Marieluise Fleisser n’a collaboré à aucune œuvre de Brecht, mais celui-ci s’est servi de sa pièce PIONNIERS À INGOLSTADT en 1929 pour asseoir sa réputation d’enfant terrible du théâtre allemand – vouant l’auteure à la haine de ses concitoyens.

LE JEUNE BRECHT

Lorsque Marieluise Fleisser écrit AVANT-GARDE au début des années soixante, elle sait que le personnage qu’elle évoque sous le nom du poète ou de l’homme est déjà une des grandes figures du théâtre moderne. Et il est vraisemblable de croire que la mort de Brecht en 1956 et celle de son mari Bepp Haindl en 1958 lui ont donné la liberté nécessaire pour écrire ce texte d’inspiration autobiographique.

Même si Fleisser, lorsqu’elle rédige son livre, connaît la magnitude et l’importance de Brecht, elle n’oublie pas qu’elle écrit sur le jeune Brecht, sur un homme encore dans la vingtaine en train de faire une entrée fracassante dans le monde théâtral allemand – et non sur un génie universellement reconnu pour avoir révolutionné l’écriture dramatique, la mise en scène et les théories du théâtre.

Qui est ce Bertolt Brecht qui a marqué sa vie et son œuvre, et dont elle a été l’amante entre 1923 et 1929?

Brecht est à ce moment-là un artiste émergent qui fascine tous ceux qui le rencontrent par sa personnalité hors normes, sa capacité de persuasion, son ahurissante arrogance, ses idées atypiques et la prolifération de ses aventures amoureuses. En fréquentant l’artiste de cabaret Karl Valentin, il a appris les vertus sociales de l’humour noir. En se faisant lancer des bocks de bière à la tête par des vétérans alors qu’il récitait sa Légende du soldat mort, il a pris goût à la griserie de la provocation.

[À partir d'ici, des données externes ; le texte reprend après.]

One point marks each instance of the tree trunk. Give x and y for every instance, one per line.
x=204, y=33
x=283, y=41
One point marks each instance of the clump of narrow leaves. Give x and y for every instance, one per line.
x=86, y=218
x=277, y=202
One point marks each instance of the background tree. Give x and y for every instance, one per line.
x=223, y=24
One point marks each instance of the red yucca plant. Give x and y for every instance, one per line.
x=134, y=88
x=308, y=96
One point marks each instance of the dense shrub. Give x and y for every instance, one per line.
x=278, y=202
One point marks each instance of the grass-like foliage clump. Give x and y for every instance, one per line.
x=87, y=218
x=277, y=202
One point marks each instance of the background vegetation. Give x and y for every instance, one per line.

En fréquentant les milieux théâtraux, il a compris que ce serait là son art de prédilection.

Lorsque Marieluise Fleisser fait sa connaissance en 1923, il est le jeune auteur dont tout le monde parle à cause de trois pièces qu’il vient d’écrire : BAAL, TAMBOURS DANS LA NUIT et DANS LA JUNGLE DES VILLES. Ces pièces lui ont valu en novembre 1922 le prestigieux prix Kleist et, à l’âge de 25 ans, d’être désigné comme l’avenir du théâtre.

Mais le Brecht de la maturité lentement se précise. Déjà, à cette époque, Brecht cherche à créer un théâtre dépouillé de tout sentimentalisme. Il est aussi influencé par le mouvement de la « nouvelle objectivité » qui privilégie le concret, la matérialité des choses et le sociopolitique, souvent avec cynisme, voire avec cruauté. Ce désir de représenter les rapports humains dans ce qu’ils peuvent avoir de brutal, sans les enjoliver, c’est ce qui trouve écho aussi chez Marieluise Fleisser.

Le jeune Brecht est aussi de plus en plus fasciné par la malléabilité de l’être humain, sa capacité à être transformé, ce dont témoigne sa pièce HOMME POUR HOMME dont il crée une première version en 1926.

Les poèmes de Sermons domestiques (1927) et la création de L’OPÉRA DE QUAT’SOUS (1928) assoient la réputation de Brecht. Il n’est plus seulement le jeune artiste provocateur, il est le jeune artiste provocateur qui a réussi. Mais, la provocation est un dieu vorace; c’est à cette divinité que Brecht sacrifiera Marieluise Fleisser, montant PIONNIERS À INGOLSTADT de façon délibérément scandaleuse sans même se soucier de l’avis de l’auteure.